Vor der Bucht von San Francisco erscheint mit einem Mal ein Gesicht im Wasser: Ein Seehund richtet seinen starren Blick auf Arthur Weniger, der allein an Deck der Fähre im kalten Wind steht. Weniger starrt zurück. Wer weiß, wovor ihn das Tier warnen will? Der Seehund (oder die Seehündin?) verschwindet im Wasser und lässt Weniger allein zurück.
Willkommen zu Hause. In der Tat! Denn dieser unbekannte US-amerikanische Schriftsteller war schon länger nicht mehr in seiner Heimat. In etwa so lang, dass er jetzt daran denkt wie der Lachs bei seiner Rückkehr zum Flüsschen seiner Eltern, nämlich wie an einen weiteren fremden Ort. Nach einem Zick-Zack-Kurs um die Welt – fast zehntausend Kilometer geflogen wie ein Albatros (aber das ist eine Geschichte für ein anderes Mal) – landete er zu Hause in San Francisco … nur um sich erneut auf den Weg zu machen, um drei USA-freie Monate zu verbringen und seinen Roman zu beenden. Unser sparsamer Autor hatte sich eine solarbetriebene Hütte am Strand von Oaxaca gemietet, die ihn dazu nötigen sollte, zur Morgendämmerung aufzustehen und zu arbeiten, bis der Strom zum Sonnenuntergang wieder ausfiel. Als er zu mir zurückkam, war er ein Wrack, aber ich konnte ihm ansehen, dass er in seinem ganzen Leben nie zufriedener gewesen war.

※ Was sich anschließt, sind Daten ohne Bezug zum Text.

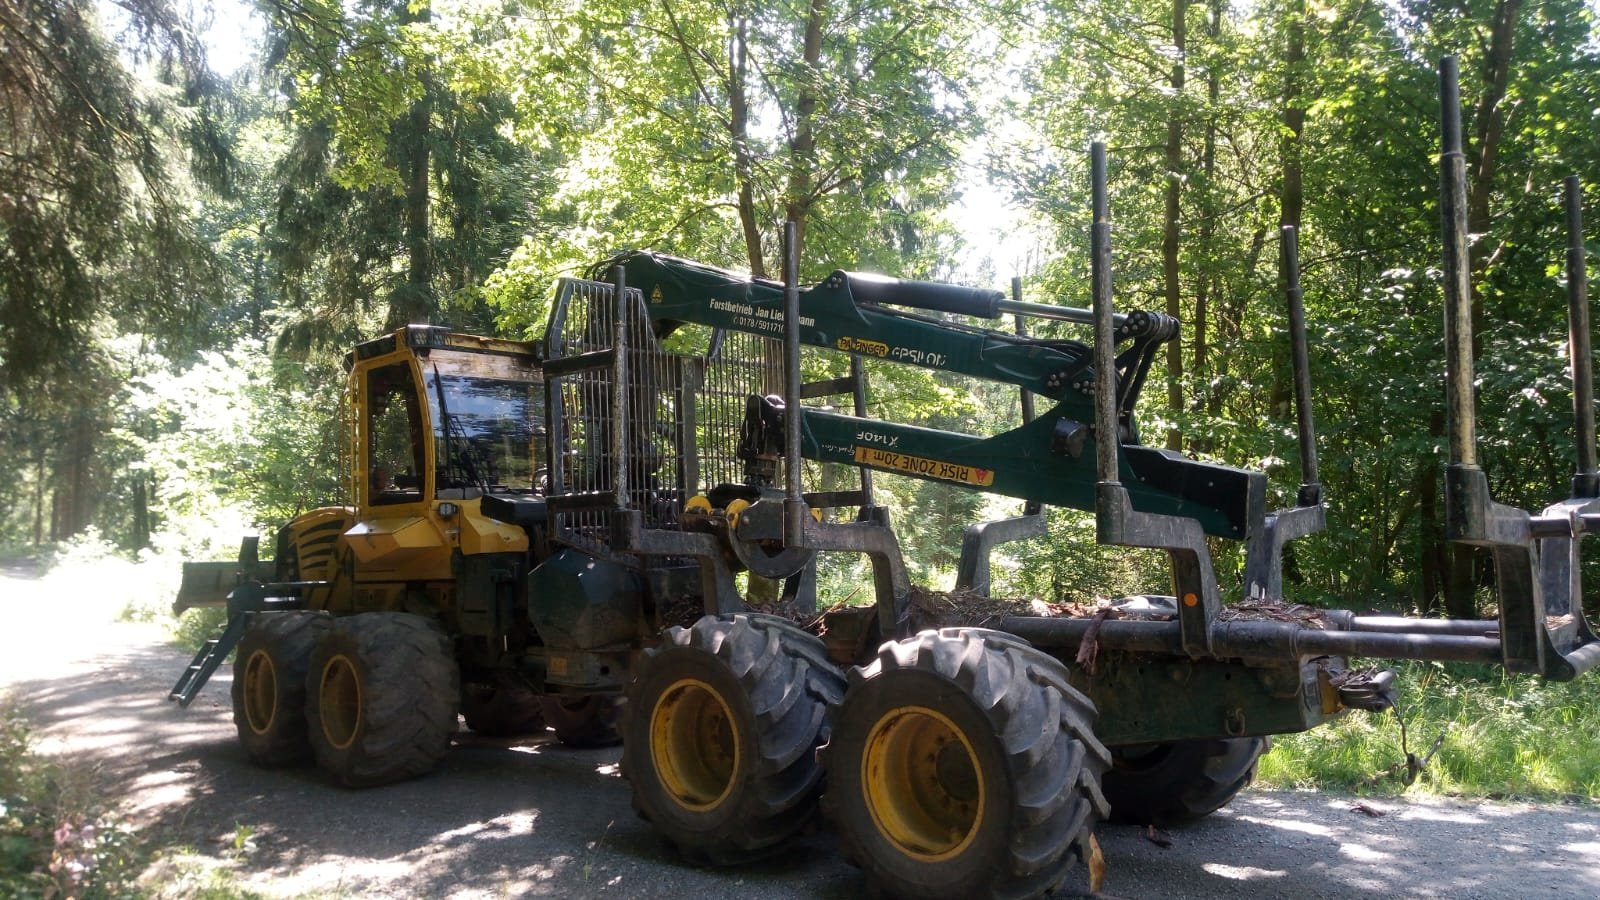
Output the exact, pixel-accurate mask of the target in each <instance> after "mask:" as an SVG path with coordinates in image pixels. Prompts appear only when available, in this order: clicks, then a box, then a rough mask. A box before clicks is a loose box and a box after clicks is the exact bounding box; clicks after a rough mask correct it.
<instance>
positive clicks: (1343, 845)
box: [1339, 842, 1390, 863]
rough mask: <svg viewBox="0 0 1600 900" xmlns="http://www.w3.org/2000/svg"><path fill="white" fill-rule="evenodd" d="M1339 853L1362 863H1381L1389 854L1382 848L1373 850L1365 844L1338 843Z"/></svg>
mask: <svg viewBox="0 0 1600 900" xmlns="http://www.w3.org/2000/svg"><path fill="white" fill-rule="evenodd" d="M1339 855H1342V857H1349V858H1352V860H1357V862H1362V863H1381V862H1384V860H1387V858H1390V854H1386V852H1382V850H1374V849H1371V847H1368V846H1366V844H1347V842H1346V844H1339Z"/></svg>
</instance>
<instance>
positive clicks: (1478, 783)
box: [1258, 663, 1600, 799]
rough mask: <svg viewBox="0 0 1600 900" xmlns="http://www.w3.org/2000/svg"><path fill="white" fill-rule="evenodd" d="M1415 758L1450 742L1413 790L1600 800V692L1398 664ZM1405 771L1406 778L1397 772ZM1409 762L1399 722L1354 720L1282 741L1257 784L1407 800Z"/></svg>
mask: <svg viewBox="0 0 1600 900" xmlns="http://www.w3.org/2000/svg"><path fill="white" fill-rule="evenodd" d="M1395 668H1397V669H1398V671H1400V685H1402V695H1400V709H1402V713H1403V716H1405V721H1406V732H1408V745H1410V749H1411V753H1416V754H1418V756H1422V754H1426V753H1427V751H1429V749H1430V748H1432V745H1434V741H1435V740H1437V738H1438V735H1443V737H1445V740H1443V743H1442V745H1440V748H1438V751H1437V754H1435V756H1434V759H1432V761H1430V762H1429V765H1427V769H1426V770H1424V775H1422V777H1421V780H1419V781H1418V786H1416V788H1414V790H1422V791H1432V793H1446V794H1467V796H1493V798H1526V799H1570V798H1581V799H1590V798H1597V796H1600V756H1597V754H1595V748H1594V740H1592V735H1594V729H1595V727H1597V725H1600V713H1597V709H1600V705H1597V695H1600V687H1597V685H1595V684H1594V681H1592V679H1581V681H1576V682H1565V684H1562V682H1544V681H1534V679H1528V677H1517V676H1507V674H1504V673H1501V671H1496V669H1486V668H1482V666H1464V665H1443V663H1395ZM1397 764H1398V769H1397ZM1402 772H1405V754H1403V753H1402V749H1400V727H1398V724H1397V722H1395V717H1394V714H1392V713H1384V714H1368V713H1358V711H1357V713H1350V714H1347V716H1344V717H1342V719H1339V721H1338V722H1334V724H1331V725H1325V727H1322V729H1315V730H1312V732H1306V733H1299V735H1280V737H1277V738H1274V745H1272V753H1269V754H1267V756H1264V757H1262V759H1261V767H1259V773H1258V783H1262V785H1267V786H1278V788H1290V786H1296V788H1302V786H1317V788H1330V786H1333V788H1342V790H1357V791H1400V790H1403V785H1402V781H1400V773H1402Z"/></svg>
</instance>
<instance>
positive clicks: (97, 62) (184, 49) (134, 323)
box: [0, 0, 234, 392]
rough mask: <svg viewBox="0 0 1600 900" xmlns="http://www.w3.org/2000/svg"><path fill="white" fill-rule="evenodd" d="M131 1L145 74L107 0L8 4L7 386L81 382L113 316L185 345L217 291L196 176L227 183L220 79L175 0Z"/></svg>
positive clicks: (7, 82) (76, 0)
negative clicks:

Wie es sich anfühlt, nach so langer Zeit in das eigene Land zurückzukehren? Weniger hatte erwartet, es wäre ganz so, wie einen Roman weiterzulesen, den man vor einiger Zeit zur Seite gelegt hatte: Vielleicht muss man ein bisschen was nachlesen, sich daran erinnern, wer noch mal Janie und Butch und Jack waren und warum in Newtown-on-Tippet alle so betrübt wegen des Schlosses sind. Aber nein, nein, nein. Es ist noch viel seltsamer. Eher, wie einen Roman weiterzulesen, den man vor einiger Zeit zur Seite gelegt hat, nur um zu entdecken, dass sich das Buch, während man weg war, von alleine weitergeschrieben hat. Weder Janie, noch Butch oder Jack sind da. Es gibt kein Newtown. Kein Schloss. Aus irgendeinem Grund ist man im Weltall und kreist um den Saturn. Schlimmer noch, die vorhergehenden Seiten wurden herausgerissen und es ist schlicht nicht möglich, etwas nachzulesen. Beginnen lässt sich nur von dort, wo man steht – wo das eigene Land ist – und von dort aus wird die Geschichte weitergesponnen. Vielleicht denken Sie: Was ist passiert? Um Gottes Willen, soll das ein Scherz sein?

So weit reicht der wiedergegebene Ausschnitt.